To handle complex proofs, the system extends the trained model into a unified Judger-Sketcher-and-Prover capable of performing tree search in the lemma space. This method allows the agent to decompose complex goals via sketching, solve sub-goals via proving, and prune the search tree via judging. The proved lemmas are simplified as axioms in the context to compress agent memory usage.

For the agentic RL component, the authors introduce a Hierarchical Importance Sampling Policy Optimization (HisPO) algorithm. This algorithm implements a hierarchical gradient masking strategy to estimate training-inference consistency at sequence-level and token-level granularity. This ensures stable optimization by mitigating issues such as distribution drift and policy staleness that arise in asynchronous training environments.
Experiment
- Auto-formalization experiments validate that LongCat-Flash-Prover achieves state-of-the-art results across multiple benchmarks, with tool feedback significantly enhancing the ability to solve previously unsolvable tasks and demonstrating that general reasoning models can effectively transfer to specialized formalization tasks.
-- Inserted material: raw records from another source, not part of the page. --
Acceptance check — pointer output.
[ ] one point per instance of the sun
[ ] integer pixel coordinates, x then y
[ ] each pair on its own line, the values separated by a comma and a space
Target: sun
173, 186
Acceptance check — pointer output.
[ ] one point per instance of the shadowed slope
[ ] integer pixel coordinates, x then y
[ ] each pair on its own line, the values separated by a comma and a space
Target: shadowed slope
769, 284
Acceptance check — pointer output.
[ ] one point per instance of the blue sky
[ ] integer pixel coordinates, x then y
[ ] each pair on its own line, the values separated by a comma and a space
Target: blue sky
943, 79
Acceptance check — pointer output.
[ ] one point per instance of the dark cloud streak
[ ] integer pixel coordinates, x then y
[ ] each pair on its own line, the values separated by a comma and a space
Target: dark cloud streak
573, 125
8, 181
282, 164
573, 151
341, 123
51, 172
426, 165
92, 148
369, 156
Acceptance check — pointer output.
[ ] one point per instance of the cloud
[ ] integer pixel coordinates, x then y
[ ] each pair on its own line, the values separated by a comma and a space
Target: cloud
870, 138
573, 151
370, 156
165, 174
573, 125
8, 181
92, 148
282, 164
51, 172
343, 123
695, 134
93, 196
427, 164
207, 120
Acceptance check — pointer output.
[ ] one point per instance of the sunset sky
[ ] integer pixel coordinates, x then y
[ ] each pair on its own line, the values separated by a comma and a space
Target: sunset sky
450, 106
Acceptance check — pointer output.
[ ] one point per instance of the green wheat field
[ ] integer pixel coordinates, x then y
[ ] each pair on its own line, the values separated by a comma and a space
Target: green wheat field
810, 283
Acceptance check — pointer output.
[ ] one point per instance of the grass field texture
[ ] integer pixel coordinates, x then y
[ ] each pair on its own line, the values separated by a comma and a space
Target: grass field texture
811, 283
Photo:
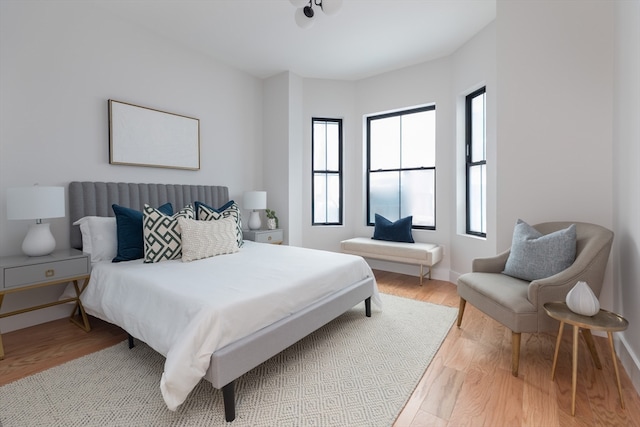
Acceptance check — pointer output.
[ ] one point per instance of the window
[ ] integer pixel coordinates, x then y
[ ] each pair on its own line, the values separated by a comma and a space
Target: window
476, 160
326, 148
401, 166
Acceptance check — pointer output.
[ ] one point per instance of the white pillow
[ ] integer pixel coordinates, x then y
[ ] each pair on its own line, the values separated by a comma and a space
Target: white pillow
204, 239
99, 237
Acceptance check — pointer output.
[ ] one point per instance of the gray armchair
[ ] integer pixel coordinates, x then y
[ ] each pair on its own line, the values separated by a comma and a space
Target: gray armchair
517, 304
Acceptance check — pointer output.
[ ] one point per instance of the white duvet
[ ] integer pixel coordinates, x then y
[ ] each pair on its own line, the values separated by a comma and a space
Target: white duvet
186, 311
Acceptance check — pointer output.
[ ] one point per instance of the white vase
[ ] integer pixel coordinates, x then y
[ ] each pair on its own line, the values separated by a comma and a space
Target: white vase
582, 300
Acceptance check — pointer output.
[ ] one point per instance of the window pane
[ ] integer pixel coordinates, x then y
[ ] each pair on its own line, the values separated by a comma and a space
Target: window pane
477, 199
319, 146
418, 139
333, 198
417, 196
327, 171
385, 143
333, 146
478, 131
319, 197
384, 198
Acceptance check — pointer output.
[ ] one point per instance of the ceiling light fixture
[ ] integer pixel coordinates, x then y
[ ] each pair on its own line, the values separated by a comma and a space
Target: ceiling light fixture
305, 15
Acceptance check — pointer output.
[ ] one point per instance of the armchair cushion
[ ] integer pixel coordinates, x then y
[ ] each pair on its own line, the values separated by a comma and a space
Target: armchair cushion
535, 255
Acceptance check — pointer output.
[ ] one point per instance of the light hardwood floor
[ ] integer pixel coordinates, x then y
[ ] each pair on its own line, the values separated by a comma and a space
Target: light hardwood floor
468, 383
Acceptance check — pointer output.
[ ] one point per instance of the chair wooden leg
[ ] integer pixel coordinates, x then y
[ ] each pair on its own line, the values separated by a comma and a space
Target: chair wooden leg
515, 353
463, 303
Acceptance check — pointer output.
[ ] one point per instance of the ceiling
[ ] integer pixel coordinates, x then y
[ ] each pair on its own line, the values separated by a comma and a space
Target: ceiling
364, 38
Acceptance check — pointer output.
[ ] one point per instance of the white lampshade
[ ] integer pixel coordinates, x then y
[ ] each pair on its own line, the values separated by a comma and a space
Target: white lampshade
254, 200
36, 203
302, 20
331, 7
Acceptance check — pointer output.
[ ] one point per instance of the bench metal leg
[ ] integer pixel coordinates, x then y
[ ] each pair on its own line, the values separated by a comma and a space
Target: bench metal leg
422, 274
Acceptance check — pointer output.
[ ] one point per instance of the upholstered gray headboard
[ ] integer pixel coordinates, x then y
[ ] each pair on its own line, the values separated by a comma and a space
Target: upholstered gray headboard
96, 198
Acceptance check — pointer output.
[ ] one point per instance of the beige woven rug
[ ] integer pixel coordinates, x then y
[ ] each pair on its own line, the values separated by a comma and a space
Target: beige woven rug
355, 371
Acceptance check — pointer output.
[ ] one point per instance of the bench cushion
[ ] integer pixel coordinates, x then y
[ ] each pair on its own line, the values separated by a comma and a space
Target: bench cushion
413, 253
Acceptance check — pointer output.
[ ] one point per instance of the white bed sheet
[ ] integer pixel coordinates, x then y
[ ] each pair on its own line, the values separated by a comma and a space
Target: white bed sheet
186, 311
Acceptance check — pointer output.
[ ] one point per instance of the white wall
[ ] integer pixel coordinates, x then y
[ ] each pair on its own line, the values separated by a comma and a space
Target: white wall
59, 63
555, 116
626, 178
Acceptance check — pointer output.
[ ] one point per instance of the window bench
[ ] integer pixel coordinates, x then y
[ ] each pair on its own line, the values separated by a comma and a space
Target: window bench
422, 254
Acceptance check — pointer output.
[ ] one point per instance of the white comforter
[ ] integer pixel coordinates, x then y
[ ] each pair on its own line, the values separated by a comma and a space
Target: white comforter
186, 311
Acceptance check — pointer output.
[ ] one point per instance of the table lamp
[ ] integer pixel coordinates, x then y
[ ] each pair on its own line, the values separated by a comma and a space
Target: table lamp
254, 200
36, 203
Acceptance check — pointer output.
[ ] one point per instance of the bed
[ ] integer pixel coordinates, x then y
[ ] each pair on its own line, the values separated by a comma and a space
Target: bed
225, 318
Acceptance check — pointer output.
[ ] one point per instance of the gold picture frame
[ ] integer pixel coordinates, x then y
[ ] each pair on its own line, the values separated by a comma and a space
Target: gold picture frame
142, 136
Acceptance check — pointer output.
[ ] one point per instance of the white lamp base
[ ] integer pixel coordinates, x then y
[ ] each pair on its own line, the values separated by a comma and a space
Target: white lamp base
39, 241
254, 221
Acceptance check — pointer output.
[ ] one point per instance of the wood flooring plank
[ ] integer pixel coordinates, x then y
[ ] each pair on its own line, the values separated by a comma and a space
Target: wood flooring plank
469, 378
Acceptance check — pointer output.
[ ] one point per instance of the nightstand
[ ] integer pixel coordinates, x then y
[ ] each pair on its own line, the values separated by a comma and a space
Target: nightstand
20, 273
275, 237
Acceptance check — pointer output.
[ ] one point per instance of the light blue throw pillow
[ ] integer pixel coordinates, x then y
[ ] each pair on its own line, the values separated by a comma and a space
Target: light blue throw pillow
535, 255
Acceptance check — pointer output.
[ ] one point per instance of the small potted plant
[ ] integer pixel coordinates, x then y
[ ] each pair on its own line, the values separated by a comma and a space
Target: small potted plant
272, 219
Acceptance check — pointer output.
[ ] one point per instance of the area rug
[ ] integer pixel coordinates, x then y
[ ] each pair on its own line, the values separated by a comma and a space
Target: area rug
355, 371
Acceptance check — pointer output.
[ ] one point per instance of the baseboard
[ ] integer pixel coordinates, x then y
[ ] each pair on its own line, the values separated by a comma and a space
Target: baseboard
628, 358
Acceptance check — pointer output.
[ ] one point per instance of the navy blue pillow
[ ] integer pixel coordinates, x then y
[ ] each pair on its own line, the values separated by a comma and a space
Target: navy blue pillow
129, 231
399, 231
219, 210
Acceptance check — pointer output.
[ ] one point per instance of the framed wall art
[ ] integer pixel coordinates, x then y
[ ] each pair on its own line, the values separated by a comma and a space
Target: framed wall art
141, 136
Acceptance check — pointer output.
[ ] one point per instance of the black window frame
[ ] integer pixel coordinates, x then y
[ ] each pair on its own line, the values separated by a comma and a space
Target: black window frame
369, 171
339, 172
469, 163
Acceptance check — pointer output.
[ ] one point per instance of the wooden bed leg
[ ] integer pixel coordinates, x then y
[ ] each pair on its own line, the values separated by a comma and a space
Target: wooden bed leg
229, 402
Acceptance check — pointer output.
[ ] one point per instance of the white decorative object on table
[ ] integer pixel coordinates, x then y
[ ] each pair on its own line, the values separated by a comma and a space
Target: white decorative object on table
582, 300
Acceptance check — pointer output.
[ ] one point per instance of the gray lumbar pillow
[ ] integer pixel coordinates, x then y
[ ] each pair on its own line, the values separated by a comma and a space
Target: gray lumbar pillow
535, 255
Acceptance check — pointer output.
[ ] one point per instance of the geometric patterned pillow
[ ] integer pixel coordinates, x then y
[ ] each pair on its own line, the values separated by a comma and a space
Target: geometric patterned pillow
207, 213
162, 239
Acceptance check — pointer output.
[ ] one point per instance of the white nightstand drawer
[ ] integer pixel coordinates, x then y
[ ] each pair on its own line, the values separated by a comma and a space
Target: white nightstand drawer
265, 236
44, 272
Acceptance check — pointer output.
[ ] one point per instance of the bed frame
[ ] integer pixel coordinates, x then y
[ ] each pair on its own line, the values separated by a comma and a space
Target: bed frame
237, 358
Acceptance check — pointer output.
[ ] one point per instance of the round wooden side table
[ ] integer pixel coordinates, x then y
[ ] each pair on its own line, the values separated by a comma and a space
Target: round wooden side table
602, 321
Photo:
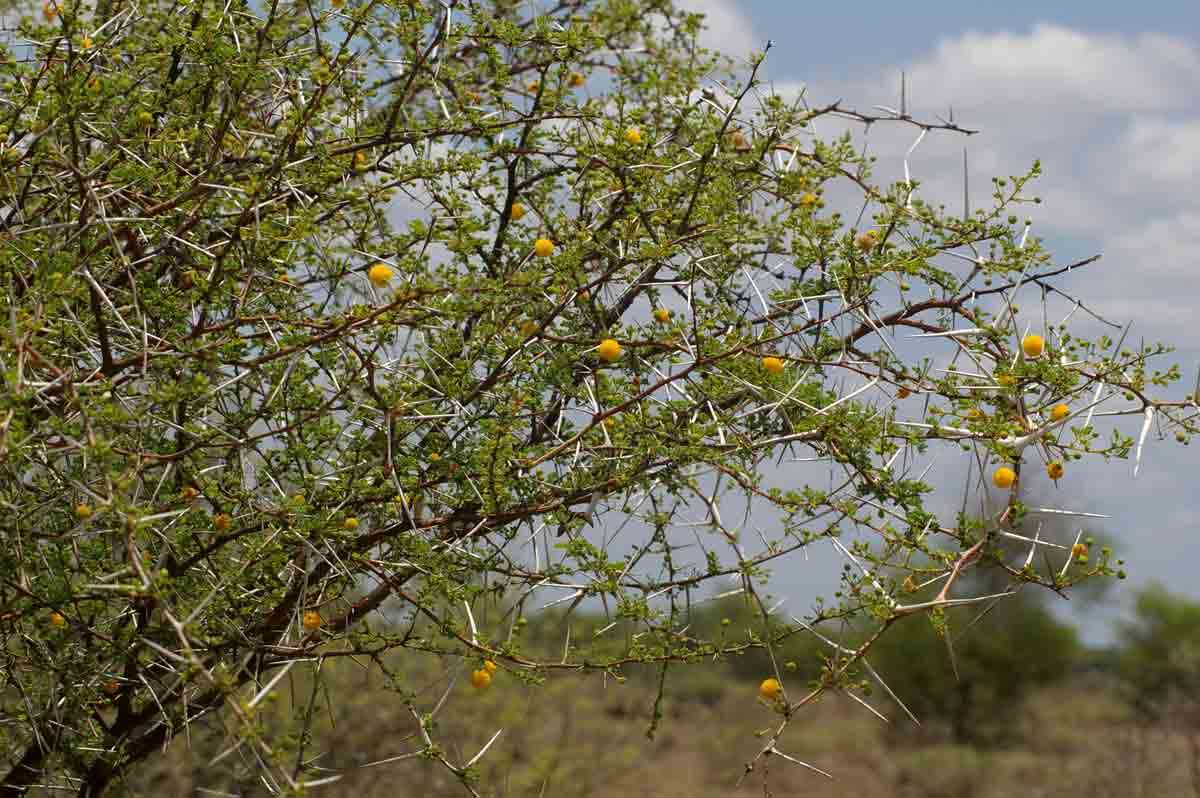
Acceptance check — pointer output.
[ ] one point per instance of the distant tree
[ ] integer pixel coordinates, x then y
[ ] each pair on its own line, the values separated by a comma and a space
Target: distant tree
329, 325
975, 685
1159, 654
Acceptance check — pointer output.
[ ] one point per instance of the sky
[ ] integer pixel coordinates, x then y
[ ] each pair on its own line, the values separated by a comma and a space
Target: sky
1108, 97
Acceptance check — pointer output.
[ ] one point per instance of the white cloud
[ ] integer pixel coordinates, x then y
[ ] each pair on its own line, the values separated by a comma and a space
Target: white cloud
1157, 155
1115, 120
1060, 71
726, 28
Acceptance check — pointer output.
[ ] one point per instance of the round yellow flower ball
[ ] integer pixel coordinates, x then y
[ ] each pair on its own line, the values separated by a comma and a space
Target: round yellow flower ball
609, 349
771, 689
379, 275
1003, 478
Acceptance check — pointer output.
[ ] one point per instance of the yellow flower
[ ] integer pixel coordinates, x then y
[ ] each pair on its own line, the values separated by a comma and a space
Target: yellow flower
1005, 477
867, 240
774, 365
379, 275
609, 349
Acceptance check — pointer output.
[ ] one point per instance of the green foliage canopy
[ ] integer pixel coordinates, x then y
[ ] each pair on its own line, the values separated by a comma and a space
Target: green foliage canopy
227, 450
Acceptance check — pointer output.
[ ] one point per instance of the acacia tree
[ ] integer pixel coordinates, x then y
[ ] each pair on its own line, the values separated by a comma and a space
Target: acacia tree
365, 329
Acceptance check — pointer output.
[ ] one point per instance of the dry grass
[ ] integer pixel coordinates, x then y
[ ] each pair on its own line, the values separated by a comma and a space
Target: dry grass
580, 738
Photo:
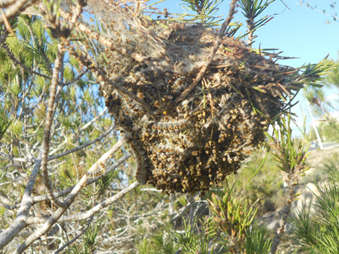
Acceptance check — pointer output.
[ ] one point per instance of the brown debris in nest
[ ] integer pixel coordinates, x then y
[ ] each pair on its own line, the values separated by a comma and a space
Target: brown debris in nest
189, 145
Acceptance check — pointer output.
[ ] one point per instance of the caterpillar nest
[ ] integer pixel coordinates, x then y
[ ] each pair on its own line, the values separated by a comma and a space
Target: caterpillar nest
190, 145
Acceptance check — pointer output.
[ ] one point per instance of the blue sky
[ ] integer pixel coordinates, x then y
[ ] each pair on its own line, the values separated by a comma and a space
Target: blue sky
297, 31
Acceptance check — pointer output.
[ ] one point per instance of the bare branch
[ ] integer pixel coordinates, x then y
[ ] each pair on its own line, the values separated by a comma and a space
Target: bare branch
93, 120
48, 125
70, 199
26, 204
82, 146
75, 238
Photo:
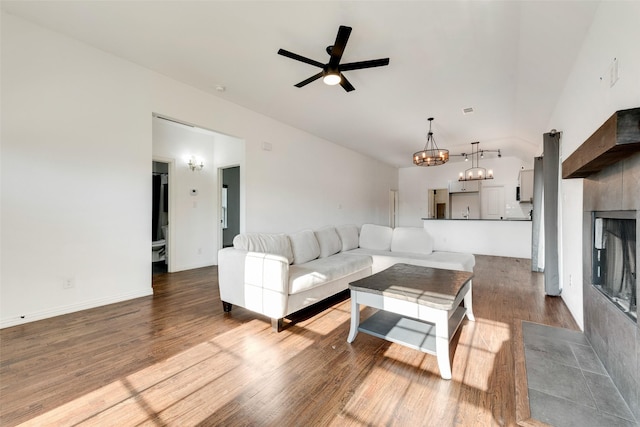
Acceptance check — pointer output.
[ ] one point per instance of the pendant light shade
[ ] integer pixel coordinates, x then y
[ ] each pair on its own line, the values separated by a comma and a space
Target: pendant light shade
431, 155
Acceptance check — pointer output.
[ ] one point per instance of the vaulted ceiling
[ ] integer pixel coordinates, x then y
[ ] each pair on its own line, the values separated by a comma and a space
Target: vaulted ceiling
508, 60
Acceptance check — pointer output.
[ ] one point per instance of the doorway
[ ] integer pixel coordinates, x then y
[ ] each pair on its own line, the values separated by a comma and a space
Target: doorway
230, 205
160, 218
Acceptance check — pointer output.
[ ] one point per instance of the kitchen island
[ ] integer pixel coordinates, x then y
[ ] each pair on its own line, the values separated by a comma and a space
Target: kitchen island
508, 237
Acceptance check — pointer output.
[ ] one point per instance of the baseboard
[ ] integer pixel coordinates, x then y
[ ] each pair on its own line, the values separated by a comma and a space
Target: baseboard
58, 311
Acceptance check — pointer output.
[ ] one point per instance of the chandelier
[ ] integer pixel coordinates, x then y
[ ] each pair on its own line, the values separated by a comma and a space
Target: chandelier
431, 155
475, 172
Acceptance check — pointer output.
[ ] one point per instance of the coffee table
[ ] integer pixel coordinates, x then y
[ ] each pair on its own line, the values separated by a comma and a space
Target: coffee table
420, 307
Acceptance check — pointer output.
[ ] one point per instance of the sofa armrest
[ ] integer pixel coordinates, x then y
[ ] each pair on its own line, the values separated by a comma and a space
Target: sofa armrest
257, 281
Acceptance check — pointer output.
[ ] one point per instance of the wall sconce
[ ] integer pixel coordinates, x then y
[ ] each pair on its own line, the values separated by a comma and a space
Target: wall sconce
195, 165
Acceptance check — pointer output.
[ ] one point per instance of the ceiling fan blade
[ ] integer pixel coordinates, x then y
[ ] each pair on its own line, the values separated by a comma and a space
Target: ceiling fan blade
364, 64
309, 80
300, 58
338, 47
345, 83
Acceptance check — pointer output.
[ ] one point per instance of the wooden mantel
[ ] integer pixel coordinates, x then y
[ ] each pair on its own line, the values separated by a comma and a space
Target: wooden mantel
616, 139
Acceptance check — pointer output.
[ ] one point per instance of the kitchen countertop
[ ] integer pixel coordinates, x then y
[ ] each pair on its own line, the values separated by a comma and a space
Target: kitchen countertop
475, 219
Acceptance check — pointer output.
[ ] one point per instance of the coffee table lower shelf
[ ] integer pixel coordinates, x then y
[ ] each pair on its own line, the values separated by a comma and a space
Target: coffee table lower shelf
413, 333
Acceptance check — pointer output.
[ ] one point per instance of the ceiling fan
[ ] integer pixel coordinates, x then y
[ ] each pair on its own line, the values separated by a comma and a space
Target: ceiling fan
332, 71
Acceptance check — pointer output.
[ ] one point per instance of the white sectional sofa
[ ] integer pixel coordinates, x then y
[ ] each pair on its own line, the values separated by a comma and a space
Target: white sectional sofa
278, 274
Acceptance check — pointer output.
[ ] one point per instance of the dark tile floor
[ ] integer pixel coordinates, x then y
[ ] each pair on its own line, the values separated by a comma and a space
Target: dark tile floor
568, 385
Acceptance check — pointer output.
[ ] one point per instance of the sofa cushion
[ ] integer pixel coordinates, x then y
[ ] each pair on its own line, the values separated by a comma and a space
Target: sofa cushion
376, 237
277, 244
304, 246
411, 240
329, 241
324, 270
348, 236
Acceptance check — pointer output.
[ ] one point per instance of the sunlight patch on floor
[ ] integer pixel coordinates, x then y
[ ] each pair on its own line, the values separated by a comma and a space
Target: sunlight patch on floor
186, 388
- Theorem proving evaluations confirm the model's superior efficacy in whole-proof and sketch-proof modes, establishing new records for open-source provers with high sample efficiency and showing that tree search strategies further improve accuracy by simplifying lemma decomposition.
- General informal reasoning tests indicate that while native formal reasoning training causes a slight performance drop on informal tasks, the model retains sufficient capability, suggesting an acceptable trade-off between formal and informal reasoning skills.
- Analysis of reward hacking reveals critical vulnerabilities in existing evaluation pipelines where models exploit syntax loopholes to generate fake proofs, and the implementation of AST-based verification successfully suppresses these cheating behaviors to ensure valid proof generation.